This important study characterizes the morphogenesis of cortical folding in the ferret and human cerebral cortex using complementary physical and computational modeling. Notably, these approaches are applied to charting, in the ferret model, known abnormalities of cortical folding in humans. The study finds convincing evidence that variation in cortical thickness and expansion accounts for deviations in morphology and supports these findings using cutting-edge approaches from both physical gel models and numerical simulations. The study will be of broad interest to the field of developmental neuroscience.

https://doi.org/10.7554/eLife.107141.3.sa0

Abstract

A mechanistic understanding of neurodevelopment requires us to follow the multiscale processes that connect molecular genetic processes to macroscopic cerebral cortical formations and thence to neurological function. Using MRI of the brain of the ferret, a model organism for studying cortical morphogenesis, we create in vitro physical gel models and in silico numerical simulations of normal brain gyrification. Using observations of genetically manipulated animal models, we identify cerebral cortical thickness and cortical expansion rate as the primary drivers of dysmorphogenesis and demonstrate that in silico models allow us to examine the causes of aberrations in morphology and developmental processes at various stages of cortical ontogenesis. Finally, we explain analogous cortical malformations in human brains, with comparisons with human phenotypes induced by the same genetic defects, providing a unified perspective on brain morphogenesis that is driven proximally by genetic causes and affected mechanically via variations in the geometry of the brain and differential growth of the cortex.

eLife digest

The wrinkled and folded surface of the human brain is both iconic and familiar. These folds allow a large cortical surface area to fit inside the skull and are essential for healthy brain function. The folds form during development when the brain’s outer layer – the cerebral cortex – grows faster than the tissue beneath it, causing the surface to buckle.

When this process is disrupted, the brain can develop abnormal folding patterns known as malformations of cortical development. In humans, these conditions are associated with epilepsy, intellectual disability and developmental delay. Studying how such malformations arise is challenging because human brain folding occurs before birth.

To address this, researchers use animal models. The ferret is particularly valuable because its brain develops folds similar to those in humans, and many genes linked to human cortical malformations produce comparable folding defects in ferrets. Choi et al. wanted to find out whether the wide range of brain folding abnormalities seen in ferrets and their homologs in humans could be explained by changes in just a few physical properties of the developing brain.
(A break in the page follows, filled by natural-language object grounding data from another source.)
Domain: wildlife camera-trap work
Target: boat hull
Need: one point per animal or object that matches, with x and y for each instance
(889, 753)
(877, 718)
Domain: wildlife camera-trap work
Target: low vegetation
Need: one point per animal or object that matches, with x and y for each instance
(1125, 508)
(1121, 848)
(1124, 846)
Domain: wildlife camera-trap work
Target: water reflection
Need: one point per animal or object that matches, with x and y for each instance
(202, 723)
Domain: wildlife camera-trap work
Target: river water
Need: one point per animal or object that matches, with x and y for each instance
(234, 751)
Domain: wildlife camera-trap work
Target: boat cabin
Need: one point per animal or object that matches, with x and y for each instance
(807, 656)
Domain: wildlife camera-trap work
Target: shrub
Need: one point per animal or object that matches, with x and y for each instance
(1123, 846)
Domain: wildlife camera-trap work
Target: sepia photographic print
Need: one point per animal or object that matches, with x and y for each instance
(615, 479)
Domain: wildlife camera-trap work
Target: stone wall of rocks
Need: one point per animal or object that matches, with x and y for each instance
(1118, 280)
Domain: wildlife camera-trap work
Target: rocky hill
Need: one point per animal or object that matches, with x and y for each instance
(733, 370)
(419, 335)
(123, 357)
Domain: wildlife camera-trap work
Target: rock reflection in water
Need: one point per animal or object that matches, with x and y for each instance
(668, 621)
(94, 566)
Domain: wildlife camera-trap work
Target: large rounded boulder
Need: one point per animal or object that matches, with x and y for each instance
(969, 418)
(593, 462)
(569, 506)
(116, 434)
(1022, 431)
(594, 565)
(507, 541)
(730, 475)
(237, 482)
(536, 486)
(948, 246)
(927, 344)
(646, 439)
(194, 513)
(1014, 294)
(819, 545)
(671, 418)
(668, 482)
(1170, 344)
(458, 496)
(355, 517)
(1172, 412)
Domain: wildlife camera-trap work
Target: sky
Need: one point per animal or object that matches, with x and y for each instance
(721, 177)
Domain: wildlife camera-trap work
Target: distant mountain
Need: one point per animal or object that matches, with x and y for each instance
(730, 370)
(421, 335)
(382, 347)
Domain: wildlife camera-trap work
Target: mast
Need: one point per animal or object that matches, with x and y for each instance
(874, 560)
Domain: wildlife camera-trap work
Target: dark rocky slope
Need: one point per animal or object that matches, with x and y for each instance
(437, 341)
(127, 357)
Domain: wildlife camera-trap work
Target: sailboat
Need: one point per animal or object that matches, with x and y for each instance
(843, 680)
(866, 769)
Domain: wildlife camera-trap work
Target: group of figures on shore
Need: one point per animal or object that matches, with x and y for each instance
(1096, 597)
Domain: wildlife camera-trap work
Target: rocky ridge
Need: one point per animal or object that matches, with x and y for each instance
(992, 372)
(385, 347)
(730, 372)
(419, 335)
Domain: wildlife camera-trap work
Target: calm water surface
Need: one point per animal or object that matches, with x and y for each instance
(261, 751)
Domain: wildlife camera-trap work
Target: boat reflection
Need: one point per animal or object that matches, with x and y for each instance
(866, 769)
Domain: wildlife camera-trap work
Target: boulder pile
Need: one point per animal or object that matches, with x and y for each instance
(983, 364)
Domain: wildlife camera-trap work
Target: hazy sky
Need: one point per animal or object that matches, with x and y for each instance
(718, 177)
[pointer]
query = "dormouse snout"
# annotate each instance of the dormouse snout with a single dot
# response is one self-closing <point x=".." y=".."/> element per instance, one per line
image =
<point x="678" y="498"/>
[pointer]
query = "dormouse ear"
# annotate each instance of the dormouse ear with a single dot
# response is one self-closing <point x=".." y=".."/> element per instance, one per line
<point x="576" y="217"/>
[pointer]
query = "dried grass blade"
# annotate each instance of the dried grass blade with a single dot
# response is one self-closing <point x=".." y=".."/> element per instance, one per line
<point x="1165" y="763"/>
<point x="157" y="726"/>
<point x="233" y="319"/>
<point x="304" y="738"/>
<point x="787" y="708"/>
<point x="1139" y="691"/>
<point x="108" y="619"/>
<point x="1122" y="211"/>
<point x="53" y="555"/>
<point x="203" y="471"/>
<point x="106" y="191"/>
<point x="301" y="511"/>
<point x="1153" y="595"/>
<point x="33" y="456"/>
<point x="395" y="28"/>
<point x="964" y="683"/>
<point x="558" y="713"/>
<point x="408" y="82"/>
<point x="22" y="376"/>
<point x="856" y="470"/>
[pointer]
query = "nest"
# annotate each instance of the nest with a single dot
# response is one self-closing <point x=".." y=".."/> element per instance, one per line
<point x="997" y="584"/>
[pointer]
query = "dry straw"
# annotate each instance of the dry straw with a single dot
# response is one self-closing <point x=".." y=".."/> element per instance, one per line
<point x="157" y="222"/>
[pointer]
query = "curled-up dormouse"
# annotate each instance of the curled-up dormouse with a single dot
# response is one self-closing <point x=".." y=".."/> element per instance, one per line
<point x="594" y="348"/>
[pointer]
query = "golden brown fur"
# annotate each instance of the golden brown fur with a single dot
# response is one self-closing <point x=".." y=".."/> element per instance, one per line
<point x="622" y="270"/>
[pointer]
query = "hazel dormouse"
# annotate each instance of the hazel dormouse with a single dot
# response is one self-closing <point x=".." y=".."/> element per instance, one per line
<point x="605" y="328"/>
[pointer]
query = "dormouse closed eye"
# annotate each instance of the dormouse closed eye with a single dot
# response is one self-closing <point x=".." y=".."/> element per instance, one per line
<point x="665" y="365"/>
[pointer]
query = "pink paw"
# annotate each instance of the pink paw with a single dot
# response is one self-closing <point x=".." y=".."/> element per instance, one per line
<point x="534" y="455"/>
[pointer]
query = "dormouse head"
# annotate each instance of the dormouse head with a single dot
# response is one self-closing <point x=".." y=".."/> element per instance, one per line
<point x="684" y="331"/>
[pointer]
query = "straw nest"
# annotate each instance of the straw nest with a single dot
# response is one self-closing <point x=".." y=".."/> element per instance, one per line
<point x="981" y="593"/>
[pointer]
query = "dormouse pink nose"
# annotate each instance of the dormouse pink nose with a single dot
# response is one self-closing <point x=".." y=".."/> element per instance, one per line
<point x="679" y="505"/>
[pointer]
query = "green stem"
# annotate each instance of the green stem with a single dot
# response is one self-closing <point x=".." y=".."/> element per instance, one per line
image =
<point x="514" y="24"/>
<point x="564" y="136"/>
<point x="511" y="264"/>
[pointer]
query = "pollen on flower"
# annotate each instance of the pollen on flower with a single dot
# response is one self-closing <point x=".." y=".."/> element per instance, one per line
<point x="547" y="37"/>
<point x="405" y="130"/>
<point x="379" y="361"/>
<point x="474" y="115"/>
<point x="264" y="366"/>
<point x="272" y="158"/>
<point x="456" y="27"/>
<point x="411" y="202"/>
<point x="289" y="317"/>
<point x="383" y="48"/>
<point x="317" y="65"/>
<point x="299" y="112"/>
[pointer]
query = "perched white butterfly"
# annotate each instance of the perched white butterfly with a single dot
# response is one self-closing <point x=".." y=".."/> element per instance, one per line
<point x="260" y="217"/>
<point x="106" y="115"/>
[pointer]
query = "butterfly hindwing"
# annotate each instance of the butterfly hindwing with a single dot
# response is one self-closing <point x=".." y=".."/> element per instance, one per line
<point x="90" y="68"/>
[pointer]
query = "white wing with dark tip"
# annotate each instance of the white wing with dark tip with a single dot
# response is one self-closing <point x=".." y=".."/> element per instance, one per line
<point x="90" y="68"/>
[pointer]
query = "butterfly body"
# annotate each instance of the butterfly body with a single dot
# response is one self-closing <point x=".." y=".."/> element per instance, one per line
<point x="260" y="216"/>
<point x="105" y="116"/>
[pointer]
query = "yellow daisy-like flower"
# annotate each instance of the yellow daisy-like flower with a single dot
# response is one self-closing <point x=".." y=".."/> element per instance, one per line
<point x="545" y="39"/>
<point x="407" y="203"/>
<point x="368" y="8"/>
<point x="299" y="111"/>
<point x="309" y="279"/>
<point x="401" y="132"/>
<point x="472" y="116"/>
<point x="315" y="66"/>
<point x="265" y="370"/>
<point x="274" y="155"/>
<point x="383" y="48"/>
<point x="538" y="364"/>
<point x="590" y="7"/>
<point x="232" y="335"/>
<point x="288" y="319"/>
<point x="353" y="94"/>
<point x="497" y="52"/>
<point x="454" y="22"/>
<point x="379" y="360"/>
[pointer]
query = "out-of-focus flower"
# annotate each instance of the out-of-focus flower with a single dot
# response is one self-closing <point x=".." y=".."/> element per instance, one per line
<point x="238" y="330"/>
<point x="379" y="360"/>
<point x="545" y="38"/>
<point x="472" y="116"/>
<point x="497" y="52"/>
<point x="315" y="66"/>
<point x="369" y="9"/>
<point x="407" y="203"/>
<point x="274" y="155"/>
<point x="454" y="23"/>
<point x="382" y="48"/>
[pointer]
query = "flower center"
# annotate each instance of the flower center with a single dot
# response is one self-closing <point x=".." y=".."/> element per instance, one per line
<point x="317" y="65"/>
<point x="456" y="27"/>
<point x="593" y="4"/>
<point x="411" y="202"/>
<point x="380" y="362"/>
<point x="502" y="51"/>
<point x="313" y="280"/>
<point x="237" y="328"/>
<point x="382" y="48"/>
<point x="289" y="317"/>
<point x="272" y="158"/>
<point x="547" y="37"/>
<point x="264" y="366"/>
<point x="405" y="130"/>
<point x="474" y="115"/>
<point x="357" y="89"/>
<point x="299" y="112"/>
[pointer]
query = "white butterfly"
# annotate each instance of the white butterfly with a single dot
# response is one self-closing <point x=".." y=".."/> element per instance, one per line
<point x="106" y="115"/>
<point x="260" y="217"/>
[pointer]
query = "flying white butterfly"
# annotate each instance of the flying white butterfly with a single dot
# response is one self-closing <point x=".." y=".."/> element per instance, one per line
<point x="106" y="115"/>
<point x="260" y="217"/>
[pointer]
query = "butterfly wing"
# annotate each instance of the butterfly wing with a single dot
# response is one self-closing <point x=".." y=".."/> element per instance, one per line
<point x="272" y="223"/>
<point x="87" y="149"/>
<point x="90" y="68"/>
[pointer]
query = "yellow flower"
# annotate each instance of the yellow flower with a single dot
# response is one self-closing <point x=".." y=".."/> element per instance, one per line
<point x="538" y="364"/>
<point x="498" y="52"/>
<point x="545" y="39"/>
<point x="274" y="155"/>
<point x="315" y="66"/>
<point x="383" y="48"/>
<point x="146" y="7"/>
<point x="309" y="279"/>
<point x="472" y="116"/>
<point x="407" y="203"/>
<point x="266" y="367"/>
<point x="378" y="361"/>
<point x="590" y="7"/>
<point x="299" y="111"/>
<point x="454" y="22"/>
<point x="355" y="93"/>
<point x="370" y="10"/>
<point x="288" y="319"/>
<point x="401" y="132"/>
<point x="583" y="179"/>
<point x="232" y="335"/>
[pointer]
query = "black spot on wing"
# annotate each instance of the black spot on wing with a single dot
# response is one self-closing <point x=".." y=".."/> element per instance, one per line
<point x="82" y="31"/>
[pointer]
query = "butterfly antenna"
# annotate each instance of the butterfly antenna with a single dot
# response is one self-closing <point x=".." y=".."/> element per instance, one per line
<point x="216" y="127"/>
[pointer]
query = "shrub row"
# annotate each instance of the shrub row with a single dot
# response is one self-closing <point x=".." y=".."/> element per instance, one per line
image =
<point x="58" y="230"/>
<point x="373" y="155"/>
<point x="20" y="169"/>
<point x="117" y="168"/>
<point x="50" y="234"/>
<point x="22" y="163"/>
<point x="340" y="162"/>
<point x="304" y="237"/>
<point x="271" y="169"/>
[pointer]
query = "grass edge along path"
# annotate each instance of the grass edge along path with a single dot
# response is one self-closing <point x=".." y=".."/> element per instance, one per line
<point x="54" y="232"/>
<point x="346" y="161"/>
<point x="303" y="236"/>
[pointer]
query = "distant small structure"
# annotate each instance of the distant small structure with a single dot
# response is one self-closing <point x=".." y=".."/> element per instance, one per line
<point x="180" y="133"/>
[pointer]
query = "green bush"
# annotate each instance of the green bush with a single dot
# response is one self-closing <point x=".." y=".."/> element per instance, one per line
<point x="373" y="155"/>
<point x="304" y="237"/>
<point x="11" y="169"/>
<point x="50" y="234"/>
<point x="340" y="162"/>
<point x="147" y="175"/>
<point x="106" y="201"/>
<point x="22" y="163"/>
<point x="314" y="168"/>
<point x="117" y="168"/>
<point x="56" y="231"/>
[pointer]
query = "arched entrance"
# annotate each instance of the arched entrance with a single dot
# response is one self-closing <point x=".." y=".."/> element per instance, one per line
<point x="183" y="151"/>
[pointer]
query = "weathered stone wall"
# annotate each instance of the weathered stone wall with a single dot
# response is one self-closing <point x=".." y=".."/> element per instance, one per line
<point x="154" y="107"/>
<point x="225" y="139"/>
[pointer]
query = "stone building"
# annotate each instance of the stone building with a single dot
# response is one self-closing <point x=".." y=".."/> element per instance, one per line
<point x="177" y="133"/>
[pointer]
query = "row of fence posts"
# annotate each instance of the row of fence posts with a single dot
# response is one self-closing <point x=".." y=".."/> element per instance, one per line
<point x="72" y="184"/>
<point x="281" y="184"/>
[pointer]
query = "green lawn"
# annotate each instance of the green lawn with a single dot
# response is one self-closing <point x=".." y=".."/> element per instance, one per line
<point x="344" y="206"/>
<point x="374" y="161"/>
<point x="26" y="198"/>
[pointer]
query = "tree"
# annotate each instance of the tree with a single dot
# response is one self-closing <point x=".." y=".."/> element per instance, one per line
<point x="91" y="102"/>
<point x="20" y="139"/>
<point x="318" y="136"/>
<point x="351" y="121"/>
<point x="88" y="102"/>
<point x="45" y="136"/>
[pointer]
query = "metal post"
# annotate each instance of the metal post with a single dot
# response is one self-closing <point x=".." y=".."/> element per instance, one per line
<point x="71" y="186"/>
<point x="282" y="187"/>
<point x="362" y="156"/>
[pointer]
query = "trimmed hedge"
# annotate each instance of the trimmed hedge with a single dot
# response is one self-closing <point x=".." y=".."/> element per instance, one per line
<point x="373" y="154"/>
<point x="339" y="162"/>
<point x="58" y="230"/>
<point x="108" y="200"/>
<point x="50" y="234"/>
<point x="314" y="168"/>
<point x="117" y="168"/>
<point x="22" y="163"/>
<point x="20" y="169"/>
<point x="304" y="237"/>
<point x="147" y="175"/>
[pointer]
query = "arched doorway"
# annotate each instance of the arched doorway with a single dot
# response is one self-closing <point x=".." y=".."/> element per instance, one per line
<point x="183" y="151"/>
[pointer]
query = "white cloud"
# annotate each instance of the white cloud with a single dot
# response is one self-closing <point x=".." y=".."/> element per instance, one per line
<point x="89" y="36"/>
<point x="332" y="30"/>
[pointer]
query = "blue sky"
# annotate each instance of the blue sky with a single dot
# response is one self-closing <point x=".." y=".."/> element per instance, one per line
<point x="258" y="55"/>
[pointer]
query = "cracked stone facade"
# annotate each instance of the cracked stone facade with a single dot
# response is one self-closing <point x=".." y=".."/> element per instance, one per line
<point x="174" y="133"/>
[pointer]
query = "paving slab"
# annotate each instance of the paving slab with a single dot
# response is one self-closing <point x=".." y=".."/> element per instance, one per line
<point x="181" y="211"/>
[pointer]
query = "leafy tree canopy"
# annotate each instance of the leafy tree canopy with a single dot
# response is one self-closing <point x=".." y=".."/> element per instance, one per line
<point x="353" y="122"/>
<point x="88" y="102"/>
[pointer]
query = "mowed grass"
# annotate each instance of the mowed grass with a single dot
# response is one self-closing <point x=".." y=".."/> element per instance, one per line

Specifically, they tested whether mutations linked to human cortical malformations alter the thickness or growth rate of the cortex. This question is important because different genetic syndromes often result in surprisingly similar brain shapes.

By combining brain imaging, computer simulations, and physical gel models of brains that fold when their surfaces absorb solvents and swell (similar to how fingertips swell and wrinkle when wetted for a while), Choi et al. showed that normal brain folding in ferrets can be explained by mechanical forces generated during cortical growth.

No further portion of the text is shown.